Die drei größten Erdöllagerstätten befinden sich im Norden im Gebiet um die Stadt Kirkuk, im Osten der Hauptstadt Bagdad und die Rumaylah-Region im Süden. Lassen Sie uns zunächst den aktuellen Zustand der irakischen Ölförderung betrachten.
Der Irak fördert zurzeit zwischen 1,8 und 2 Mio. Barrel/Tag. Diese Quote liegt unter den Zielen der irakischen Regierung. Sie sieht das Ziel bei 2,5 Mio. Barrel/Tag, übergeordnet sogar bei 3 Mio. B/T, was dem Vorkriegsniveau entsprechen würde. Die höchste Fördermenge erreichte der Irak 1979 mit 3,7 Mio. B/T. Eine höhere Fördermenge als das Vorkriegsniveau ist Experten zu Folge noch nicht möglich. Der Grund dafür ist, dass der Irak seit 1980 in drei große Kriege verwickelt war und 13 Jahre UN-Sanktionen hinter sich hat.
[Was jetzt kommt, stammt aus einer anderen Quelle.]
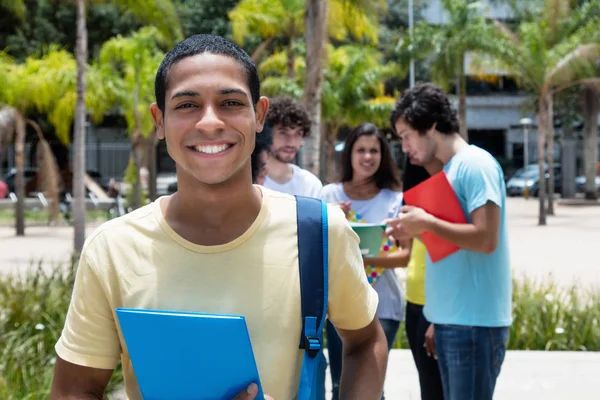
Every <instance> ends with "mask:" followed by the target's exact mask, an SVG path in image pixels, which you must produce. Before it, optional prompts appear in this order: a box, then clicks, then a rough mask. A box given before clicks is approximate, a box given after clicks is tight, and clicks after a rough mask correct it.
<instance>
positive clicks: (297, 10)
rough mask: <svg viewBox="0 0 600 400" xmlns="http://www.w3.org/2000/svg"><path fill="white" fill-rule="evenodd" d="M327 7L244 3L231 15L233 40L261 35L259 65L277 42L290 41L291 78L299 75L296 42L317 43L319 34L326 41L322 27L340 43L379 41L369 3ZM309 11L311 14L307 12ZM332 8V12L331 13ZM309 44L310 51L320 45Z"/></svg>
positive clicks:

Saddam Hussein plante, mit der Erforschung der Wüstenregionen im Westen des Landes, die Fördermenge bis 2010 auf 6 Mio. B/T hochzufahren. Die Kosten zur Herstellung des Vorkriegszustandes werden auf 1,144 Mrd. USD. Sabotageakte, Terroranschläge und Diebstahl können allerdings die Kosten weiter in die Höhe treiben und den Zeitplan nach hinten verschieben. Etwa 60% der Anlagen im Norden wurden im Krieg zerstört. Die größten Schäden sind den landesweiten Förderanlagen jedoch nicht während des Krieges widerfahren, sondern nach Beendigung des Krieges. Sabotage, Anschläge und Diebstahl sind für ca. 80% der entstandenen Schäden verantwortlich.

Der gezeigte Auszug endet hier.